During the fNIRS data collection procedure, first the fNIRS sensor was placed on the forehead of the recruited participants. A standardized sensor placement procedure based on landmarks from the international 10–20 system was implemented [52, 53] where middle of the sensor was aligned with the nose horizontally and the bottom of the sensor was placed above the eyebrows vertically. Testing was conducted in a quiet room. Participants wore comfortable footwear and performed the task protocol with the fNIRS sensor attached to their forehead during the overall data collection period.

3.2 Data Pre-processing

First, visual inspection was performed on individual data from all voxels to identify and eliminate the ones with saturation, dark current conditions or extreme noise. Then to eliminate spiky type noise, wavelet denoising with Daubechies 5 (db5) wavelet was applied to the raw intensity measurements at 730 and 850 nm wavelengths as proposed in [54] and widely applied in fNIRS studies [55]. The artifact-removed raw intensity measurements were then converted to changes in HbO2 and Hb using modified Beer-Lambert law (MBLL) [20, 30, 56]. In MBLL, previously published values for conversion parameters i.e. wavelength and chromophore dependent molar extinction coefficients ( $\epsilon$ ) and age and wavelength adjusted differential pathlength factor (DPF) were used [20, 30, 57]. Finally, we applied Spline filtering [58] followed by a finite impulse response low-pass filter with cut-off frequency at 0.08 Hz [20, 59] to HbO2 and Hb data separately to remove possible baseline shifts and to suppress physiological artifacts such as respiration and Mayer waves.

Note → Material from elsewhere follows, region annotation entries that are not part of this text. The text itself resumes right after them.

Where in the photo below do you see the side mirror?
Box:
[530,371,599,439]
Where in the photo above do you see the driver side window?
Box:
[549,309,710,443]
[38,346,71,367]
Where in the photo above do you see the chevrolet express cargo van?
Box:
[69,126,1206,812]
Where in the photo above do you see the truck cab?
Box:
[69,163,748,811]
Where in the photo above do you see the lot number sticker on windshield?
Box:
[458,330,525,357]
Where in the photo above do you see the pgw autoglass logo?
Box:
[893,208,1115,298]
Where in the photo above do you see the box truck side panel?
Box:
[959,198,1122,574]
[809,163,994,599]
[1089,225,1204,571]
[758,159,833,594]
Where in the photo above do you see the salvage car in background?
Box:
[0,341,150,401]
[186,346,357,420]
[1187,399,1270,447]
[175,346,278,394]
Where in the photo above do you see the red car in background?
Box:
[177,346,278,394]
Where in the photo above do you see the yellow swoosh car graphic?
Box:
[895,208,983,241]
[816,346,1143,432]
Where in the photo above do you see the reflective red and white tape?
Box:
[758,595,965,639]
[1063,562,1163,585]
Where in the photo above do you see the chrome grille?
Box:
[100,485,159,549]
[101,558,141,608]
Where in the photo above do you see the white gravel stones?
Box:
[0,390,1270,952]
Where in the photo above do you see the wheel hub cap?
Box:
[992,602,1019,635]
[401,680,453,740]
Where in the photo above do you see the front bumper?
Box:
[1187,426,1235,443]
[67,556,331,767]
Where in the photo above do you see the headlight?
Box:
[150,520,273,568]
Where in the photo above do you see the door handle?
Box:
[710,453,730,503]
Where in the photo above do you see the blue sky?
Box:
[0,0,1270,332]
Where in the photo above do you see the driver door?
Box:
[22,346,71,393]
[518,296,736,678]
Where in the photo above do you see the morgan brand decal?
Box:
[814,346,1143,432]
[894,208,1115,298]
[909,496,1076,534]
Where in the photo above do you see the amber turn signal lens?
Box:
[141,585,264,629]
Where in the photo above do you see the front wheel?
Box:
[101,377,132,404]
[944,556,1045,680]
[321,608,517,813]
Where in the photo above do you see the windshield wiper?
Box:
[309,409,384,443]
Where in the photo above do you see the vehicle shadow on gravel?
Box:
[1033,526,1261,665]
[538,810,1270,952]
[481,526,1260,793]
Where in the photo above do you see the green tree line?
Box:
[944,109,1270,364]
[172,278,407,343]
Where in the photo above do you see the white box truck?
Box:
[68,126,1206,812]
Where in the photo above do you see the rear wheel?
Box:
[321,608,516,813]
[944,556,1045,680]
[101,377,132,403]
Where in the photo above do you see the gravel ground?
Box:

Data epochs corresponding to each task condition, STW, STA and DTW, were extracted to be used in further processing for feature extraction and machine learning model generation for automatic activity classification. fNIRS data acquisition and the electronic walkway system for gait analysis were synchronized using a central “hub” computer with E-Prime 2.0 software where time stamps of start and end points for each baseline and task condition were marked and recorded [27, 28, 13, 14, 15, 16, 17, 18, 19, 20]. In order to correctly extract the data epochs during the exact walking task execution periods, a second level processing time synchronization method was implemented. The HbO2 and Hb data epochs corresponding to time interval between the first recorded foot contact with the walkway until the end of the 6th and final straight walk algorithmically determined by PKMAS as previously described in [26] were extracted for STW and DTW conditions. Finally, proximal 10-second baselines administered prior to each experimental task were used to determine the relative task-related changes in the extracted HbO2 and Hb data epochs for each of the task condition using the previously described baseline correction method (subtracting the average value of the proximal baseline region data from the following task epoch data) [27, 28, 13, 14, 15, 16, 17, 18, 19, 20]. We then used HbO2 and Hb data epochs in DTW, STW and STA tasks in further feature extraction and machine learning model development to automatically classify these three tasks in this work.

3.3 Feature Engineering

In this sub-section, we first show the statistical analysis across and within subjects, then present the feature engineering including input formulation for subsequent deep learning algorithms.

Analysis across Subjects. We first illustrate the distribution of task completion time across subjects in Fig. 3. The task completion time differs between subjects and task conditions due to individual variability and normal pace. Note that completion time of the STA is 30 seconds as defined in the task protocol. For the other two tasks, we notice that DTW on average requires more time to complete than STW, since DTW could be a more challenging task for older adults.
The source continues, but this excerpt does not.